Oradaki mezar, yörede Çiçekbaba Ereni diye, geçiyor. 33-34 metre uzunluğunda, taş düzeni üç metre genişliğinde bir mezar. Büyük bir taşın yanında beş altı tane kısa taşlar var, yani Orta Asya balbal düzeniyle yapılmış bir mezar. Burada eren geleneğinin; aslında Şamanizm’den, Orta Asya’dan Türklerin getirdiği bir gelenek olduğunu belirtebiliriz.

Eren Günü için Beyağaç’tan gelenler, çarşamba günü Kartal Gölü’nde konaklar. Perşembe sabahı şafak vaktinde Eren’e doğru yürürler. Buna “Eren Yürüyüşü” derler.

Köyceğiz’den gelenler ise akşamdan Gökçeova’da toplanır. Sabah erken saatlerde Eren’e doğru hareket ederler. Güneş doğmadan herkes Eren’in başında, dağın zirvesinde toplanır.
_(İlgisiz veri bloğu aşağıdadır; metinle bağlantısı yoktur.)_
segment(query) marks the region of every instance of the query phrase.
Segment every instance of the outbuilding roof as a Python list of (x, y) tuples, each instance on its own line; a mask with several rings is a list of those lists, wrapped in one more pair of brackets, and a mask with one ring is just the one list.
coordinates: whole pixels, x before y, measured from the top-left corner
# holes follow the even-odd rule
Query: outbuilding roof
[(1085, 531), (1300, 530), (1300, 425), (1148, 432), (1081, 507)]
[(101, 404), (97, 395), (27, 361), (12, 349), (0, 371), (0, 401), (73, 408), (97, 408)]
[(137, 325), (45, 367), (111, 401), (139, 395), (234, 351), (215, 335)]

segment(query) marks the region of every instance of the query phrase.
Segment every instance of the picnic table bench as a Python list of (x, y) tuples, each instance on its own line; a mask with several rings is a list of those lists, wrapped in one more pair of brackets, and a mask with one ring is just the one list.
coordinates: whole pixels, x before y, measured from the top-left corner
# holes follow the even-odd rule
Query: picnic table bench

Bizde dağ kültürü çok önemlidir. Çok eskiden beri, her köyün küçük bir ereni, bir tepesi vardır ama buradaki Eren, dedelerimizin dediğine göre erenlerin erenidir. Ayrıca bölgedeki diğer erenler daha önce kutlanırken, bu Eren belirttiğimiz gibi ağustos ayının son perşembesi kutlanır.
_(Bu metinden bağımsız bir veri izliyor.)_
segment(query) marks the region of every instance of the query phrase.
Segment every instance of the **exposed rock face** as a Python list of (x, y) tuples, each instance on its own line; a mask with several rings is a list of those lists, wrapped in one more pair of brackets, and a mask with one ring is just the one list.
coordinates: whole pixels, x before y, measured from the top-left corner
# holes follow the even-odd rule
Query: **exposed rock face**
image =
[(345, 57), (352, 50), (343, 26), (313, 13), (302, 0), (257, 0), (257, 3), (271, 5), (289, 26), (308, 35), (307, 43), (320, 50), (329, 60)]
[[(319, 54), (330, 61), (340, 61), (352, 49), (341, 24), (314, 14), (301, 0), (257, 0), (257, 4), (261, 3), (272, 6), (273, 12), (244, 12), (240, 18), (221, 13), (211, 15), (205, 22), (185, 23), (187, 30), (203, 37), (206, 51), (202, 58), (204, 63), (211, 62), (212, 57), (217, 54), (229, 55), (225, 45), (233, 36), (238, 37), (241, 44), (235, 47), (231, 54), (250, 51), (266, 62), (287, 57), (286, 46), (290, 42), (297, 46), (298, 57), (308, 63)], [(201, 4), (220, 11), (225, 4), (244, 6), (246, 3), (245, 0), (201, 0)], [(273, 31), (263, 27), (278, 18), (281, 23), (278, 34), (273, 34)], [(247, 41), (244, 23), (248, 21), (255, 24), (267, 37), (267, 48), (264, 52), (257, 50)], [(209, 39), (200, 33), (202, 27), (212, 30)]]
Eren’in başına gelenler, mezarın etrafında hayvanlarını yürütür veya kendi gezer. Adak keseceği hayvanı omzuna alır, mezarın etrafında üç veya yedi defa dolaşır. Sonrasında adağını keser ve bütün misafirlerle birlikte yer.
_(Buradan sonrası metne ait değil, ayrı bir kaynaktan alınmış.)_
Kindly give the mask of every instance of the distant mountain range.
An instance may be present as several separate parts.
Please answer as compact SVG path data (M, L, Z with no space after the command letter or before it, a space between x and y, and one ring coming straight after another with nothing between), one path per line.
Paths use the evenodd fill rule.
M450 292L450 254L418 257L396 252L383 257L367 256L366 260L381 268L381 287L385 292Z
Kartal Gölü, bu dağın hemen arkası. Göle kartal isminin verilmesi, eskiden o bölgede kartalın bol olduğunu gösteriyor. Ama şimdi kartallar bitti. Çevredeki karakulak, kurt gibi diğer hayvanlar da azaldı. Son dağlarımız da bitecek, her şey yok oluyor burada.

Çiçekbaba ismindeki baba da insanların arkasındaki güçtür. Bu dağ; bölgedeki herkesin, çobanların, Yörüklerin bu yaylaya çıktığı, benim dedemin buralarda yaşadığı yerdir.” (1)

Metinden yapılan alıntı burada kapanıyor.